Overview

The Compare page allows users to compare different model runs and their respective judgments on a given dataset. The page is divided into several sections, each providing valuable insights into the performance of models against specific datasets.

Runs Comparison

This section provides an overview of the different runs being compared. Each run includes the model name, dataset name, and a safety status.

  • Run Details:
    • Contains the judge name and dataset name

Score Breakdown

A breakdown of scores given to each run, presented as bar graphs. Scores are categorized numerically as follows:

  • Binary - These scores are binary, either pass or fail.
  • Likert - These scores are on a scale of 1-5, with 1 being the lowest and 5 being the highest.

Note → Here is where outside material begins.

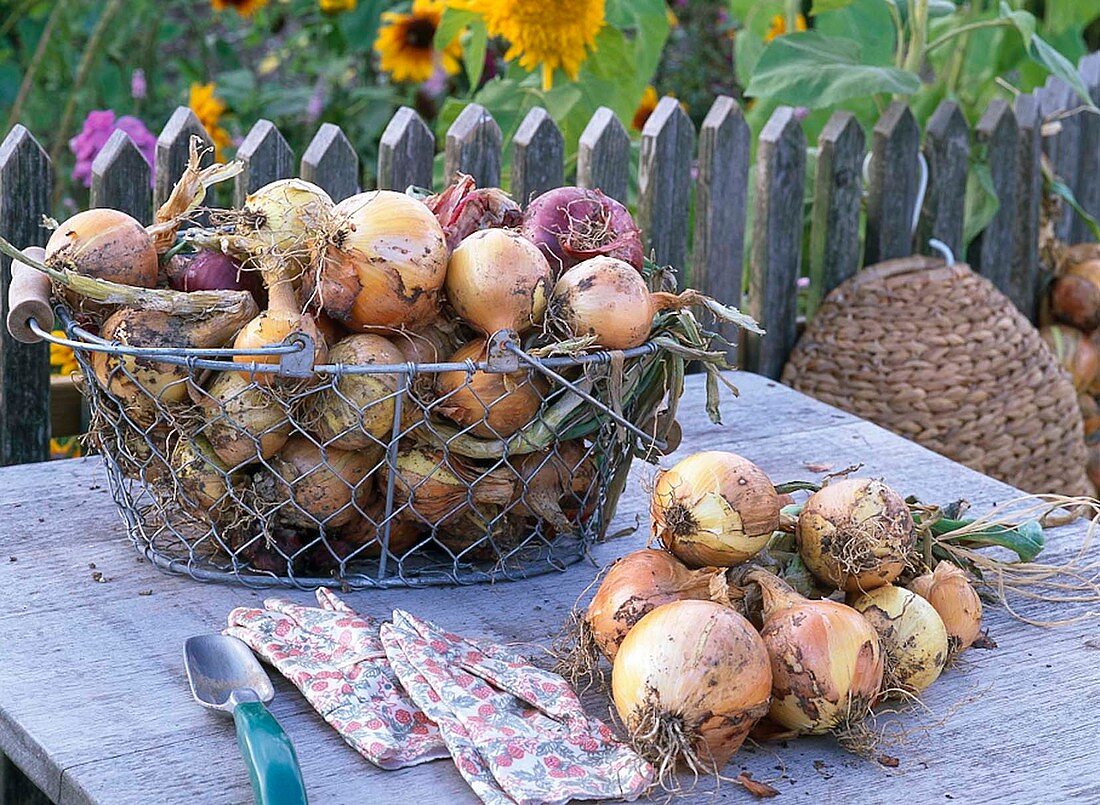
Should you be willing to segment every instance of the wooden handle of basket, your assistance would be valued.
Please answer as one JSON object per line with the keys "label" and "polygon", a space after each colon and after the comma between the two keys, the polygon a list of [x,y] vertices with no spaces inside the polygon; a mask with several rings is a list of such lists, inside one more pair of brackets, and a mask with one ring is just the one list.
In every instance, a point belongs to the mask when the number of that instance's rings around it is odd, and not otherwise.
{"label": "wooden handle of basket", "polygon": [[[46,256],[44,249],[29,246],[23,253],[33,260]],[[29,322],[34,319],[43,330],[54,329],[54,309],[50,305],[50,277],[26,263],[11,262],[11,285],[8,286],[8,332],[24,344],[36,344],[42,339],[34,334]]]}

Each run bar graph illustrates the distribution of these scores.

Detailed Judgments

A tabular representation of responses, judgments, and labels. It compares how each response scores according to different judges. Each row includes:

  • Response: The given response being evaluated.
  • Judgement: The scores or passes assigned to each response

Controls

  • Query Filter: Allows users to filter the responses according to specific queries.More about query language here
  • Export Button: Facilitates the export of the current view into a JSON format.

Usage

This interface aids in evaluating models’ capabilities to handle toxic language by:

  • Comparing multiple runs side by side.
  • Analyzing judgment consistency across different judges.
  • Identifying areas requiring improvement for model safety.